Tuesday, May 29, 2018


May 25, 2018

Day of blue agate. Unwrapped and dusted the grill. Soon I will be baking pies and roasting vegetables for the picnic. Rehearsal last night leads us to believe we are in good enough shape for the concert. Since the commissioned piece is a disappointment, it’s hard to see how this concert is any more gala than another, except that it will be at the Wortham.

Something very strange happened in the night. In dreams I was approached by a being that looked like my sister, but I knew it wasn’t my sister. It was evil, but I couldn’t strike at it because it looked like my sister, and I wasn’t absolutely sure. Suddenly, it went black as a hole in the universe, vaguely man shaped.
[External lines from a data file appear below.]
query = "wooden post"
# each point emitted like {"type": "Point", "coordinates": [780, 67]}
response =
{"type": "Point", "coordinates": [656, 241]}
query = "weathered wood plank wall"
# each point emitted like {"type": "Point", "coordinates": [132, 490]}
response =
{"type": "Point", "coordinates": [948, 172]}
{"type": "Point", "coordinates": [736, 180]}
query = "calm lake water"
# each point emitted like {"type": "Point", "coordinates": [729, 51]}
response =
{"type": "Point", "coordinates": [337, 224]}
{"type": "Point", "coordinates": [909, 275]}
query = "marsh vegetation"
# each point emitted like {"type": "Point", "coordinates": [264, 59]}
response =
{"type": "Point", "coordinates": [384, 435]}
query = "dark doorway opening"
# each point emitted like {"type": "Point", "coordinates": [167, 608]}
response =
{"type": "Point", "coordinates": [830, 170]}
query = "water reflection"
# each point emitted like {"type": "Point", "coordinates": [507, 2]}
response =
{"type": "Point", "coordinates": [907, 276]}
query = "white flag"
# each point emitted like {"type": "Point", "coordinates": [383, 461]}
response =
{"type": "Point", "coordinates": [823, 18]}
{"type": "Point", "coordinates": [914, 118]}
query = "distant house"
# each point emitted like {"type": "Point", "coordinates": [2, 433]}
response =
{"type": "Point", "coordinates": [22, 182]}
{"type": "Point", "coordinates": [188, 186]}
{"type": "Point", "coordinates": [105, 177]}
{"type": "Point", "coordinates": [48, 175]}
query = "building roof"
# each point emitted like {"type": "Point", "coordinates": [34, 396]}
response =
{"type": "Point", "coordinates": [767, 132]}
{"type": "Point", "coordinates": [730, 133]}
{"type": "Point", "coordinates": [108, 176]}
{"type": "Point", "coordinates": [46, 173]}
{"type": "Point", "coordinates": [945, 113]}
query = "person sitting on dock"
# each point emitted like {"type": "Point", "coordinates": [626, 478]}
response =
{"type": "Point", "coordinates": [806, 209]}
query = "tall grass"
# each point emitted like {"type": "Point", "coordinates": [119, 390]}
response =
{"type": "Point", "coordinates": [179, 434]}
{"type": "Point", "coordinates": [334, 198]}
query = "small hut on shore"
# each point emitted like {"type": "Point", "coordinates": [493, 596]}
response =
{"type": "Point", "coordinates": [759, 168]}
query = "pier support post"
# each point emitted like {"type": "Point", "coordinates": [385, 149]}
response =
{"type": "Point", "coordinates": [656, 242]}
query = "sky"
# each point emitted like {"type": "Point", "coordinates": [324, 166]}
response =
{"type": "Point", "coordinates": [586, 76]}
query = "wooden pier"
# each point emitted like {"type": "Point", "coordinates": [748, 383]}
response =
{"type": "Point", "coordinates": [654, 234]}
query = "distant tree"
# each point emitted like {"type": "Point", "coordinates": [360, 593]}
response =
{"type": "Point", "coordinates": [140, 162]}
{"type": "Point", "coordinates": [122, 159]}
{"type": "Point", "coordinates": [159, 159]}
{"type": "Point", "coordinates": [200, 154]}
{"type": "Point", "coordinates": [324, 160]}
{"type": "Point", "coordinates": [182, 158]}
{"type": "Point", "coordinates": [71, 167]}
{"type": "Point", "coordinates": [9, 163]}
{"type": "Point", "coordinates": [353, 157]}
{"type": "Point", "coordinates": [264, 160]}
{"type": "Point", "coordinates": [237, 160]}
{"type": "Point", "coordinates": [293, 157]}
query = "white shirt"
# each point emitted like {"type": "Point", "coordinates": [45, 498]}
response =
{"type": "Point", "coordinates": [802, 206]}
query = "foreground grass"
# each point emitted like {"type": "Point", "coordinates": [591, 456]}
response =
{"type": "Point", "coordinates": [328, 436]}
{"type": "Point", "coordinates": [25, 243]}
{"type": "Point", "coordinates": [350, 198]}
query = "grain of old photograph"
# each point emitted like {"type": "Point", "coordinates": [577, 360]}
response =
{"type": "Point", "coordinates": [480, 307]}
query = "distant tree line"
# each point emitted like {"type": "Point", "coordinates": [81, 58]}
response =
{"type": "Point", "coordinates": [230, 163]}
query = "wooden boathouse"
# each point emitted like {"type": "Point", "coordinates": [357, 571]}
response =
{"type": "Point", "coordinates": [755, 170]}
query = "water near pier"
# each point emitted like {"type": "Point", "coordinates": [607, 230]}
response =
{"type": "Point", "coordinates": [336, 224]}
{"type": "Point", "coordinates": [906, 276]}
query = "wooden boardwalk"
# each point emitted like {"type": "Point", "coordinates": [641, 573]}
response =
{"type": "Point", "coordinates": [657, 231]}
I knew it was a demon–to be more specific, MY demon. I cried out THE DEMON and tried to fight. We struggled. It was fighting for a place in me forever and I was fighting to be rid of it. I knew I must have been screaming, but I didn’t actually know I was asleep. I was more afraid and more desperate than I have been at any other time in my life, waking or sleeping. It is the new standard in bad dreams. I bit at it, crushed under, unable to move or breathe or use my arms. Then I awoke. There was not only the infinite relief of waking from that, but the conviction that it had been a real action, and the lingering darkness of the demon was gone, completing the process begun Maundy Thursday.